Eating is a multi-sensory experience. There's the look of the food, there's the smell of the food, there's the feeling of the food on your fingers. Even the sound of food matters. When you open a fizzy soda, you've got two noises. You've got the click and the tear. Sound engineers and manufacturers work really hard to get that sound just right, and that's sonic branding. Many companies have asked me to work on sonic branding for them. And I think I can mention when I was working with Kellogg, they said, Ooh, what's Sonic branding? And I said, You invented this. Most people will remember as children the experience of lifting a bowl to their ear. And what are they listening for? Snap, crackle, and pop. That's Sonic branding at its best, and that's the original.

SPEAKER_09

And there are hours in the day in between breakfast, lunch, and dinner. What happens between those hours? They want us to snack.

SPEAKER_10

I think one of the biggest problems with this kind of food is that so many of us struggle to stop eating.

SPEAKER_01

Hi everyone. I'm so thrilled to be here today to speak with you on my research that looks at parallels between addictive substances and ultra-processed food.

SPEAKER_06

When we look at the sorts of foods that trigger those key diagnostic indicators of addiction, it's really clear what it's not. It's not minimally processed foods like fruits or vegetables or beans or lean meats like chicken breast. It's really processed foods. It's chocolate, it's ice cream, it's pizza. It's foods that don't exist in nature. The potency and the reward power of these ultra-processed foods can trigger an addictive response that leads them to consume these in such a compulsive way that even if they want to cut down, even if they know it's killing them, they find they can't stop.

SPEAKER_10

Imagine you're trying to cut down an ultra-processed food or avoid it altogether. For a start, it might be the only food you can afford, and that is true for millions of people. But it's everywhere. And it's engineered and then marketed by some of the smartest people on earth to be irresistible. So if someone is watching this and they are struggling with their weight, with diet-related disease, I just want to reach out and grab them and go, This is not your fault. It is not you. It is the food.

SPEAKER_02

Food and drink manufacturers take the issue of obesity and poor diets very seriously, and we know we have a key role to play in helping people to eat balanced diets. Our members continue to invest hundreds of millions of pounds in creating healthier products for shoppers. As a result, UK shopping baskets now contain significantly less salt, sugar, and calories than they did a decade ago. Companies are also working to raise the fiber fruit and vegetable content of their products. It's of course up to government if they want to introduce new taxes or warning labels. However, taxes will push up the cost of food and could disincentivize ongoing investment in healthier products.
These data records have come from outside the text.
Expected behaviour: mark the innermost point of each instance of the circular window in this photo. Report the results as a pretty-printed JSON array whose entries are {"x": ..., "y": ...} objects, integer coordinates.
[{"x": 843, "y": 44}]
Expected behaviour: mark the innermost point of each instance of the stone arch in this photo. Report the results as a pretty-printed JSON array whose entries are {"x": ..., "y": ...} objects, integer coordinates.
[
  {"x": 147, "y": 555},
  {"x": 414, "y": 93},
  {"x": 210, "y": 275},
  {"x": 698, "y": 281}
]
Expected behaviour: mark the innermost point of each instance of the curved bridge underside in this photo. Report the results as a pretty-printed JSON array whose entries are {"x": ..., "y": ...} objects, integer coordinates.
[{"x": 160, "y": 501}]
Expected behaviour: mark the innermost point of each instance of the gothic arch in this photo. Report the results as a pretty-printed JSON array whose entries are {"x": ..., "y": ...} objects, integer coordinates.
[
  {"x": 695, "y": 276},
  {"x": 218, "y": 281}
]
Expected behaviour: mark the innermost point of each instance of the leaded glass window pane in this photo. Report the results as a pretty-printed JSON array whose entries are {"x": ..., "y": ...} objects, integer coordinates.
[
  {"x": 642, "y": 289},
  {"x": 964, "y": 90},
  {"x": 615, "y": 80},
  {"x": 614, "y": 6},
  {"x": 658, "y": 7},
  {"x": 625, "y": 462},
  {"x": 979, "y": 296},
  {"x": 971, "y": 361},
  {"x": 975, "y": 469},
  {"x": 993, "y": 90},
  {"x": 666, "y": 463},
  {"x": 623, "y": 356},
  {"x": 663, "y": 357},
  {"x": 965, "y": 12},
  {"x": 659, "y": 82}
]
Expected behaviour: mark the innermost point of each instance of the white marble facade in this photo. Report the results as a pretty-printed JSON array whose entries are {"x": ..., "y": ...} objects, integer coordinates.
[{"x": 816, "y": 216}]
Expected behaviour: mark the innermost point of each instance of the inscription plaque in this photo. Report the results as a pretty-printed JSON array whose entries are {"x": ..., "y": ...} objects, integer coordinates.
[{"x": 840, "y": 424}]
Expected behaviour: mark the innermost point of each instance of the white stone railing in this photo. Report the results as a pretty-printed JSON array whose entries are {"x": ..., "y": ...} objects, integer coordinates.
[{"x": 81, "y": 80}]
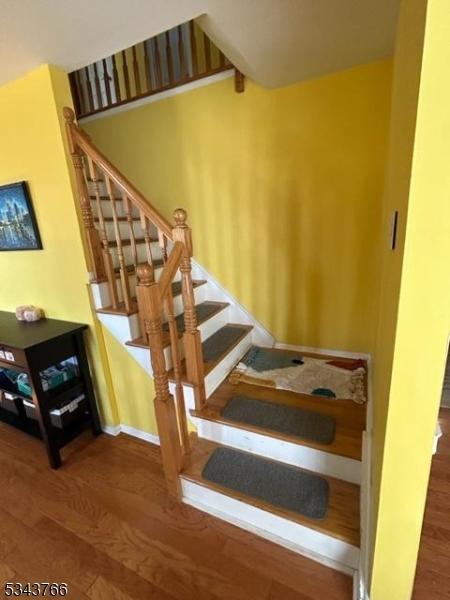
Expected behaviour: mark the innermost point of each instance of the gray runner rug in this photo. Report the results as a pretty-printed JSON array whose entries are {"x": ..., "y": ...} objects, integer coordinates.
[
  {"x": 281, "y": 418},
  {"x": 278, "y": 484}
]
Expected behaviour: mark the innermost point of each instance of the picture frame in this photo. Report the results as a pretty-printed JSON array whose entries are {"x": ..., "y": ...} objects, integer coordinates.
[{"x": 18, "y": 226}]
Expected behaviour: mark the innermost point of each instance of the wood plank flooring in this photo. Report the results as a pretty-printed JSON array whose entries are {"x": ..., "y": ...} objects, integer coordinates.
[
  {"x": 104, "y": 524},
  {"x": 432, "y": 575}
]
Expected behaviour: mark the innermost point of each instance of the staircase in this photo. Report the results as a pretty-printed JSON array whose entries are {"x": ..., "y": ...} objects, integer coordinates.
[{"x": 188, "y": 333}]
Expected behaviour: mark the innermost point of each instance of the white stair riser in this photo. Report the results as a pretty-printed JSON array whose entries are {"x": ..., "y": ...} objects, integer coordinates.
[
  {"x": 218, "y": 374},
  {"x": 311, "y": 543},
  {"x": 141, "y": 253},
  {"x": 238, "y": 314},
  {"x": 312, "y": 459},
  {"x": 123, "y": 328}
]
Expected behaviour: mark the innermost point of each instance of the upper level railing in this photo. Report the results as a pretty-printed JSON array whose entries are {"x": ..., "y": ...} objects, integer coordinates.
[
  {"x": 114, "y": 214},
  {"x": 172, "y": 58}
]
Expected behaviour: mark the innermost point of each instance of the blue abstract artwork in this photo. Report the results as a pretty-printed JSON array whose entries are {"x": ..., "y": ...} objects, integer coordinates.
[{"x": 18, "y": 227}]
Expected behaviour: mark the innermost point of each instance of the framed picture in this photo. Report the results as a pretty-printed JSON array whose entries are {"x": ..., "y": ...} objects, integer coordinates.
[{"x": 18, "y": 226}]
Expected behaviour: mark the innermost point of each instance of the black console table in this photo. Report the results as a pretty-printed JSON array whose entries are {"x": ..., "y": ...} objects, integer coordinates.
[{"x": 31, "y": 348}]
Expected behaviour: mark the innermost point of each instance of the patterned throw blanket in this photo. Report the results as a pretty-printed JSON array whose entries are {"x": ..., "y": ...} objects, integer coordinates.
[{"x": 302, "y": 374}]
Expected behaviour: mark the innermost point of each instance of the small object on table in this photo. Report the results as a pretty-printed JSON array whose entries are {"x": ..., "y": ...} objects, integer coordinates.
[
  {"x": 45, "y": 381},
  {"x": 29, "y": 313}
]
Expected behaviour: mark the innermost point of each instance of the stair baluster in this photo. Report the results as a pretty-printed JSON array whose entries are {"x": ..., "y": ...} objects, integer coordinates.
[
  {"x": 191, "y": 338},
  {"x": 122, "y": 264},
  {"x": 94, "y": 246},
  {"x": 153, "y": 298},
  {"x": 166, "y": 417},
  {"x": 129, "y": 215},
  {"x": 176, "y": 361}
]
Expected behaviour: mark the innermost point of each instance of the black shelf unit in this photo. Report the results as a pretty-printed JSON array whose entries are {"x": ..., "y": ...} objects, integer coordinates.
[{"x": 32, "y": 348}]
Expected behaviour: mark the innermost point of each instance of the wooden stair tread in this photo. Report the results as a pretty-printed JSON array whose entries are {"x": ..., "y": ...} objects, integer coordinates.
[
  {"x": 141, "y": 343},
  {"x": 121, "y": 310},
  {"x": 350, "y": 417},
  {"x": 209, "y": 366},
  {"x": 342, "y": 519}
]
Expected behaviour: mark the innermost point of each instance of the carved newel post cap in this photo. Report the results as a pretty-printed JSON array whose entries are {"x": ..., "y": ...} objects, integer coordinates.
[
  {"x": 144, "y": 273},
  {"x": 69, "y": 115},
  {"x": 180, "y": 217}
]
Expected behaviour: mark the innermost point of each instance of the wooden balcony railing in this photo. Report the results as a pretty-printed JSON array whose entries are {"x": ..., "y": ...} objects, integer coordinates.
[
  {"x": 170, "y": 59},
  {"x": 102, "y": 189}
]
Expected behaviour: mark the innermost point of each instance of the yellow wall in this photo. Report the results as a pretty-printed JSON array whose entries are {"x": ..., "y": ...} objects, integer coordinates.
[
  {"x": 418, "y": 339},
  {"x": 283, "y": 191},
  {"x": 32, "y": 149},
  {"x": 133, "y": 388}
]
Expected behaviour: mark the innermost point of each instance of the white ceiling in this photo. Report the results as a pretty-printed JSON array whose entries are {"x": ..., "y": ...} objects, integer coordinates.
[{"x": 275, "y": 42}]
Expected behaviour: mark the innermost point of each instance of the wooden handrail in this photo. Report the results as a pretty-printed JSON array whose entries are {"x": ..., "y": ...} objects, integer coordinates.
[
  {"x": 110, "y": 217},
  {"x": 84, "y": 143}
]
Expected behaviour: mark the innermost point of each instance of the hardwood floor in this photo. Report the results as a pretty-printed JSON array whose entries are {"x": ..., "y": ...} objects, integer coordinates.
[
  {"x": 342, "y": 519},
  {"x": 104, "y": 524},
  {"x": 432, "y": 574}
]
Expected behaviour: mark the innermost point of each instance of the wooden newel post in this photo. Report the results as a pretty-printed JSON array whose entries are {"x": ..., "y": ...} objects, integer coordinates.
[
  {"x": 92, "y": 235},
  {"x": 191, "y": 338},
  {"x": 166, "y": 418}
]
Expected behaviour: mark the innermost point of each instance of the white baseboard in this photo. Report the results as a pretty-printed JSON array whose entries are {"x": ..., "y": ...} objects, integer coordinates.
[
  {"x": 111, "y": 429},
  {"x": 138, "y": 433},
  {"x": 238, "y": 312}
]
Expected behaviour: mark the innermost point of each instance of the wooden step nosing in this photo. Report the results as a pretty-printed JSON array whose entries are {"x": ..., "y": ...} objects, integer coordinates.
[
  {"x": 221, "y": 306},
  {"x": 268, "y": 508},
  {"x": 210, "y": 368}
]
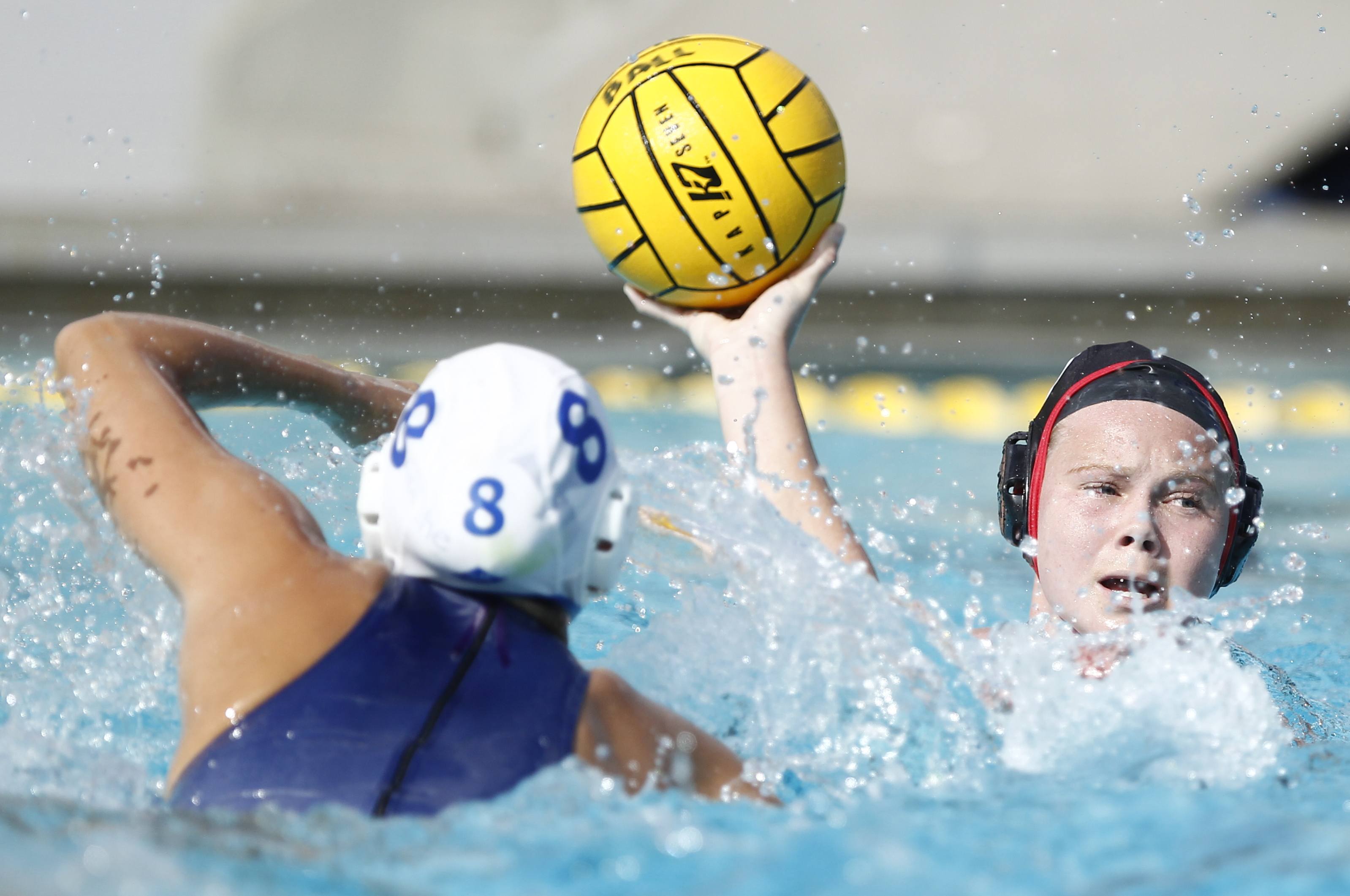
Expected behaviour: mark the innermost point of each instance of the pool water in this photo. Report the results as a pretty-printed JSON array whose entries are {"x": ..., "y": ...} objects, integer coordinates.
[{"x": 864, "y": 705}]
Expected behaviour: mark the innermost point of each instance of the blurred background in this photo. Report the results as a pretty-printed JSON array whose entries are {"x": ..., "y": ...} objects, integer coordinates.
[{"x": 391, "y": 183}]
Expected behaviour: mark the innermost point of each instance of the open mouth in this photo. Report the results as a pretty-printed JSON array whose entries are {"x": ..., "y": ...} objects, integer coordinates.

We think there are more effective ways to encourage positive dietary change. The government's Scientific Advisory Committee on Nutrition had said there's insufficient scientific evidence on the concept of ultra-processed foods for it to be used for dietary guidance or policy making, and that further research is needed. If research comes to light that processing is a cause for concern, the food industry will act quickly to change their ingredients or processes.